Carter rejected the wholesale use of the Copernican Principle in more specific situations because there are clearly restrictions on where and when observers could be present in the Universe:
‘Copernicus taught us the very sound lesson that we must not assume gratuitously that we occupy a privileged central position in the Universe. Unfortunately there has been a strong (not always subconscious) tendency to extend this to a questionable dogma to the effect that our situation cannot be privileged in any sense.’28
Carter's emphasis upon the role of the Copernican Principle was encouraged by the fact that this presentation took the form of a lecture at an international astronomy meeting convened in Cracow to coincide with the 500th anniversary of Copernicus' birth.

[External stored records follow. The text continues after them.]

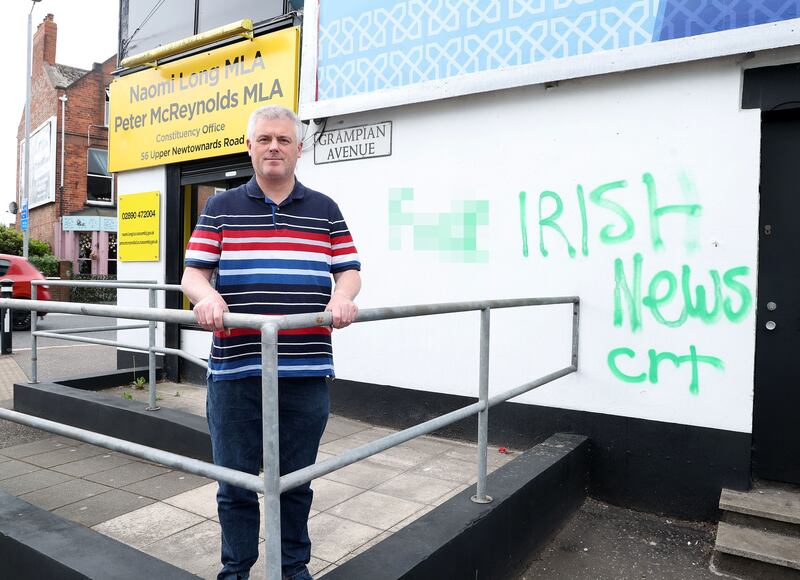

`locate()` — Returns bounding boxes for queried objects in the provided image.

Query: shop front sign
[117,191,161,262]
[109,27,300,171]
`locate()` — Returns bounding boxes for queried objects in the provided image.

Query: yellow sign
[108,27,300,171]
[117,191,161,262]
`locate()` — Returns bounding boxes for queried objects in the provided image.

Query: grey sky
[0,0,119,223]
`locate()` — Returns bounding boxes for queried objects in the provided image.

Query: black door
[753,110,800,483]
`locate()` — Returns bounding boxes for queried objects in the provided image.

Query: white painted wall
[298,58,760,432]
[114,55,776,432]
[117,166,168,354]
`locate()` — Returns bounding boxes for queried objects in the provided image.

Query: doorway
[752,109,800,483]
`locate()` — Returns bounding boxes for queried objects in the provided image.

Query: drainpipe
[58,93,67,214]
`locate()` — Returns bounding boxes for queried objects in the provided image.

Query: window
[86,149,114,205]
[108,232,117,277]
[78,232,92,274]
[197,0,283,32]
[120,0,288,58]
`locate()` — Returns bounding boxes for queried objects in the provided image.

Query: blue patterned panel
[317,0,659,100]
[655,0,800,40]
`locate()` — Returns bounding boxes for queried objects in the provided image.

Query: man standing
[181,106,361,580]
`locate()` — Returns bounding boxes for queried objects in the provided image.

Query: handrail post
[572,298,581,371]
[28,282,39,385]
[471,308,492,503]
[261,323,282,580]
[146,288,161,411]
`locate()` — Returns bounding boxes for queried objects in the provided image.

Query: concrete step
[719,484,800,526]
[714,522,800,577]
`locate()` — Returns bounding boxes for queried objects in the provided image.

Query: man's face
[247,117,302,181]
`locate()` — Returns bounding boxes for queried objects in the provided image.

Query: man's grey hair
[247,105,305,143]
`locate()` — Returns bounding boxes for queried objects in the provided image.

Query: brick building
[17,14,117,275]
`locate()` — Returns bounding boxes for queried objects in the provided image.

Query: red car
[0,254,52,330]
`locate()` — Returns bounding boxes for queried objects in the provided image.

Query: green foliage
[0,225,52,256]
[28,254,58,277]
[28,238,53,257]
[0,225,22,256]
[69,274,117,304]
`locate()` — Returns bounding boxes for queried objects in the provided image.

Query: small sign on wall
[118,191,161,262]
[314,121,392,165]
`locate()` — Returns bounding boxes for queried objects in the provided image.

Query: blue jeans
[206,377,330,580]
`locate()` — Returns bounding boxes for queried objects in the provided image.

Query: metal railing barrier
[0,294,580,580]
[29,278,202,411]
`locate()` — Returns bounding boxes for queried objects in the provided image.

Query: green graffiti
[519,191,528,258]
[642,173,703,250]
[519,172,702,258]
[678,171,700,254]
[607,344,725,395]
[608,346,647,383]
[614,252,753,332]
[578,185,589,256]
[681,264,722,324]
[647,344,725,395]
[539,191,576,258]
[579,181,636,245]
[722,266,753,322]
[614,252,643,332]
[389,187,489,263]
[642,270,687,328]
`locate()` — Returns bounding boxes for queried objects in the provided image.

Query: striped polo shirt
[185,177,361,380]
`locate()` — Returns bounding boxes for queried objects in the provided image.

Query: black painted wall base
[14,380,212,462]
[325,434,589,580]
[0,491,198,580]
[331,379,751,521]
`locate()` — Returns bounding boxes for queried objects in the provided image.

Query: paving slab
[374,473,461,503]
[19,479,111,510]
[52,451,133,477]
[308,513,384,562]
[326,459,402,489]
[311,477,364,512]
[0,469,72,496]
[84,461,170,487]
[0,459,41,480]
[25,445,107,467]
[53,489,155,527]
[147,521,223,579]
[0,437,75,459]
[123,471,212,499]
[413,456,478,483]
[327,491,425,530]
[92,502,204,549]
[164,481,219,518]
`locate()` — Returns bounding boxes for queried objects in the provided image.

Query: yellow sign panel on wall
[108,27,300,171]
[117,191,161,262]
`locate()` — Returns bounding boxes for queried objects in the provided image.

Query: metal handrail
[30,279,184,411]
[0,290,580,580]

Dicke's argument showed that there was good reason to expect life to come on the scene several billion years after the expansion of a Big Bang Universe began. This showed that one of the Large Numbers coincidences was an inevitable observation by such observers. This was an application of what Carter called the weak anthropic principle,
‘that what we can expect to observe must be restricted by the condition necessary for our presence as observers.’29
Later, Carter regretted using the term ‘anthropic principle’. The adjective ‘anthropic’ has been the source of much confusion because it implies there is something in this argument that focuses upon Homo sapiens. This is clearly not the case. It applies to all observers regardless of their form and biochemistry. But if they were not biochemically constructed from the elements that are made in the stars then the specific feature of the Universe that would be inevitable for them might differ from what is inevitable for us. However, the argument is not really changed if beings are possibly based upon silicon chemistry or physics. All the elements heavier than the chemically inert gases of hydrogen, deuterium and helium are made in the stars like carbon and require billions of years to create and distribute. Later, Carter preferred the term ‘self-selection principle’ to stress the way in which the necessary conditions for the existence of observers select, out of all the possible universes, some subset which allows observers to exist. If you are unaware that being an observer in the Universe already limits the type of universe you could expect to observe then you are liable to introduce unnecessary grand principles or unneeded changes to the laws of physics to explain unusual aspects of the Universe. The archetypal examples are Gerald Whitrow's discussion of the age and density of the universe30 and Robert Dicke's explanation of the Large Numbers.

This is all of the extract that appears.